# Reformed Baptist catechisms



## buggy (Mar 11, 2010)

As of now I have only heard of Spurgeon's Catechism's as the only RB catechism, which is a derivation from the Westminster catechisms. 

Is there a "RB version" of the Heidelberg Catechism? I enjoy the HC very much due to its devotional quality.


----------



## au5t1n (Mar 11, 2010)

Historic Baptist Documents - Confessions, Catechisms, Creeds | The Reformed Reader

Scroll down aways and there's a list of Baptist catechisms. Google the ones that catch your interest.


----------



## asc (Mar 12, 2010)

Thanks for the link. This question has actually been on my mind lately. Does anyone have experience using one of these catechisms? Any recommendations? Thanks.


----------



## LawrenceU (Mar 12, 2010)

We use the Desiring God developed catechism. It is a derivation of Spurgeon's, which is a derivation of Keach.


----------



## KMK (Mar 12, 2010)

I have been using Spurgeon's for our Sunday evening Bible Study.


----------



## Jen (Mar 12, 2010)

buggy said:


> Is there a "RB version" of the Heidelberg Catechism?
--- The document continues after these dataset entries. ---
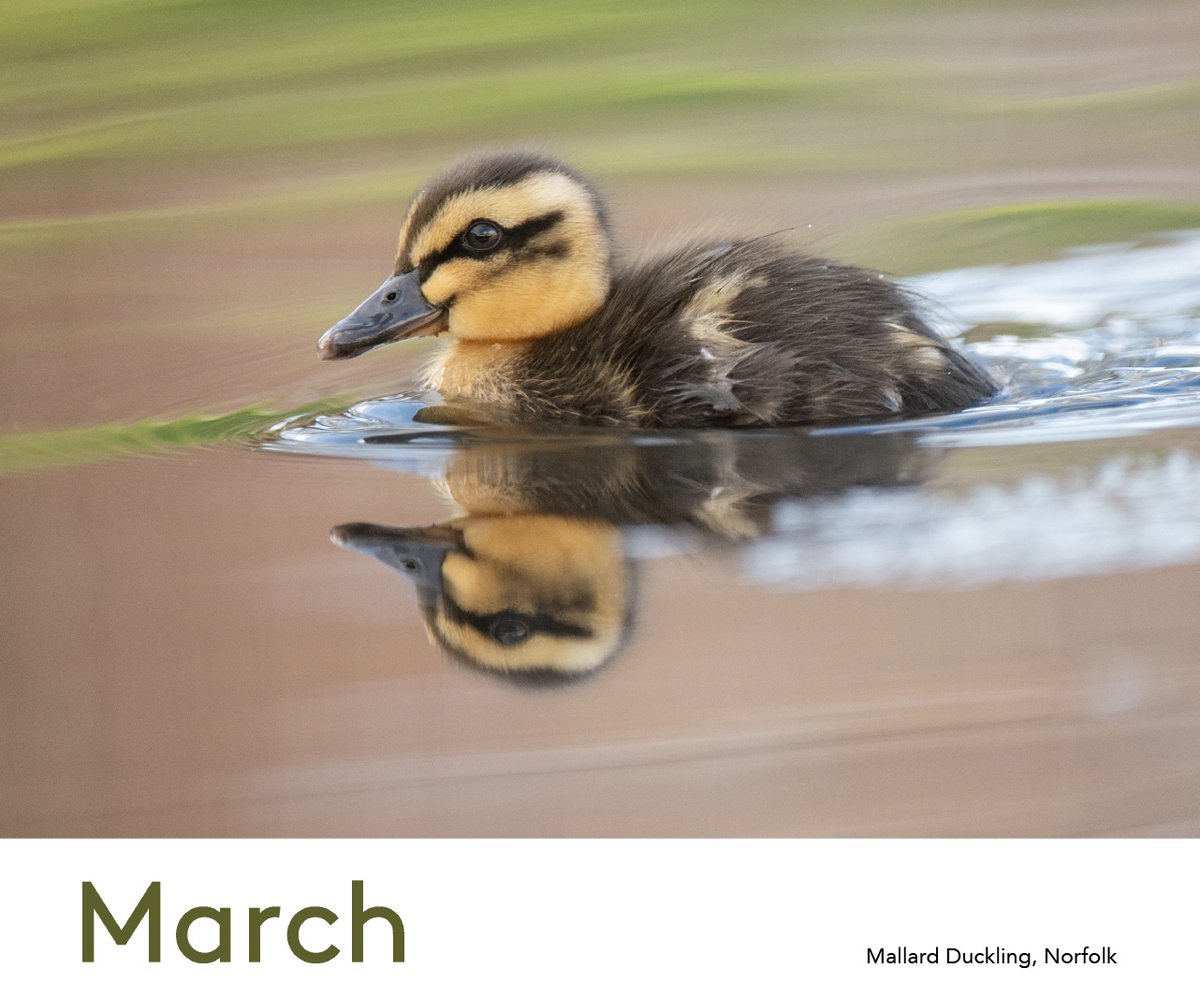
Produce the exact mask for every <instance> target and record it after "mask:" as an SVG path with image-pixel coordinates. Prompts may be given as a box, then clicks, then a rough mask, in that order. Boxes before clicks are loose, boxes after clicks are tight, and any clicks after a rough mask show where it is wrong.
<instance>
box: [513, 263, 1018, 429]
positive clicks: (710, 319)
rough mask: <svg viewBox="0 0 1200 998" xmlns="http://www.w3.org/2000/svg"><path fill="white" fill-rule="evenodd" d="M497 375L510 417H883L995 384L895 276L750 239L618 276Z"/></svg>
mask: <svg viewBox="0 0 1200 998" xmlns="http://www.w3.org/2000/svg"><path fill="white" fill-rule="evenodd" d="M510 378H511V380H510V384H511V385H512V386H514V391H512V392H511V393H510V395H509V397H508V399H506V402H508V407H509V408H510V409H511V410H512V414H514V415H515V416H516V417H518V419H520V417H528V419H554V420H559V421H572V422H583V423H601V425H604V423H607V425H636V426H658V427H672V426H770V425H788V423H816V422H842V421H852V420H863V419H881V417H887V416H895V415H913V414H919V413H936V411H948V410H955V409H962V408H965V407H967V405H971V404H974V403H977V402H979V401H982V399H984V398H986V397H989V396H990V395H992V393H994V392H995V391H996V385H995V384H994V383H992V380H991V379H990V378H989V377H988V374H986V373H985V372H984V371H982V369H980V368H979V367H977V366H976V365H974V363H972V362H971V361H968V360H967V359H966V357H964V356H962V355H961V354H959V353H958V351H956V350H954V348H952V347H950V345H949V344H948V343H947V342H946V341H944V339H942V338H941V337H940V336H937V335H936V333H935V332H934V331H932V330H930V329H929V326H928V325H926V324H925V323H924V321H923V320H922V319H920V317H919V315H918V314H917V313H916V311H914V308H913V305H912V302H911V301H910V300H908V297H907V296H906V295H905V294H904V291H901V290H900V289H899V288H898V287H896V285H895V284H893V283H890V282H889V281H887V279H886V278H883V277H881V276H880V275H876V273H874V272H871V271H866V270H863V269H862V267H856V266H847V265H842V264H836V263H832V261H829V260H822V259H816V258H811V257H803V255H797V254H790V253H787V252H784V251H781V249H780V248H778V247H775V246H773V245H772V244H770V242H767V241H763V240H757V241H745V242H730V244H722V245H712V246H691V247H686V248H683V249H680V251H677V252H674V253H672V254H670V255H667V257H664V258H659V259H655V260H652V261H648V263H646V264H642V265H638V266H635V267H631V269H629V270H626V271H624V272H623V273H618V275H617V277H616V279H614V282H613V285H612V293H611V295H610V296H608V300H607V301H606V303H605V306H604V307H602V308H601V309H600V311H599V312H598V313H596V314H595V315H594V317H593V318H590V319H589V320H588V321H586V323H583V324H582V325H578V326H576V327H574V329H570V330H566V331H564V332H562V333H558V335H556V336H547V337H545V338H544V339H540V341H535V342H533V343H530V344H529V347H528V348H527V349H526V350H524V351H523V354H522V355H521V357H520V359H518V360H517V361H516V365H515V368H514V369H512V371H511V372H510ZM505 380H509V378H505Z"/></svg>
I enjoy the HC very much due to its devotional quality.


 
That would be the Orthodox Catechism (1680). It's been republished in True Confessions (ed. by James Renihan)


----------



## KMK (Mar 12, 2010)

Jen said:


> buggy said:
> 
> 
> > Is there a "RB version" of the Heidelberg Catechism? I enjoy the HC very much due to its devotional quality.
> ...


 
Thanks, Jen! That looks veerrrry interesting.

-----------

It is cheaper to get it at the WSCAL Bookstore here: http://www.wscal.edu/bookstore/store/details.php?id=1704


----------